Proposition XVIII. — Si, en vertu de la Proposition 7 (voir la note plus haut), il est permis et même nécessaire d’user dans nos rapports avec les autres hommes de moyens d’action non proprement rationnels, il y a avantage, suivant la Proposition 17, à leur donner plutôt des sujets de joie que des sujets de tristesse ; il faut se rendre aimable, si l’on veut être utile aux autres ; inspirer la confiance en soi et dans la nature humaine en général, faire connaître au malheureux esclave la vertu libératrice qui est à lui. Spinoza observe partout cette règle dans ses ouvrages et dans sa vie.
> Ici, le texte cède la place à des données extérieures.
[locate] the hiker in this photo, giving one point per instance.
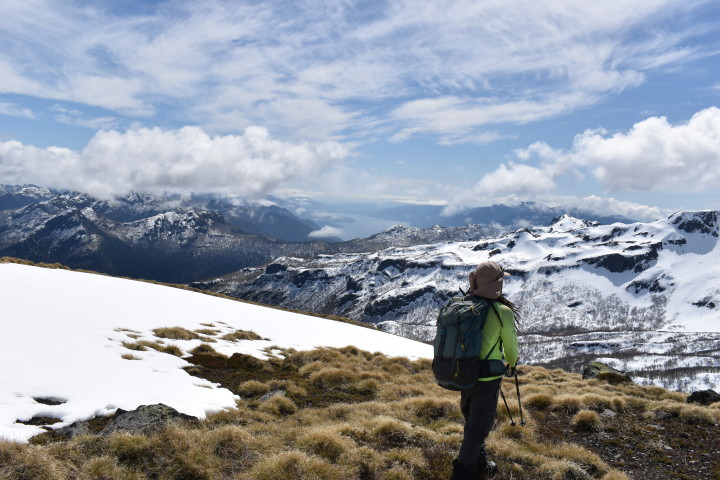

À l’égard seulement de la foule il est indispensable d’user de moyens d’intimidation, parce que la foule est une bête féroce (Scolie de la Prop. 54). Vis-à-vis de soi-même, on emploiera la douceur (Scolie de la Prop. 10, Partie V) et on cherchera en soi des motifs de joie.


Scolie de la Proposition XVIII. — a) Ce Scolie résume les dix-neuf propositions qui suivent, c’est-à-dire les principes de la morale utilitaire dont la connaissance est possible, sinon la pratique, avant l’affranchissement de l’âme.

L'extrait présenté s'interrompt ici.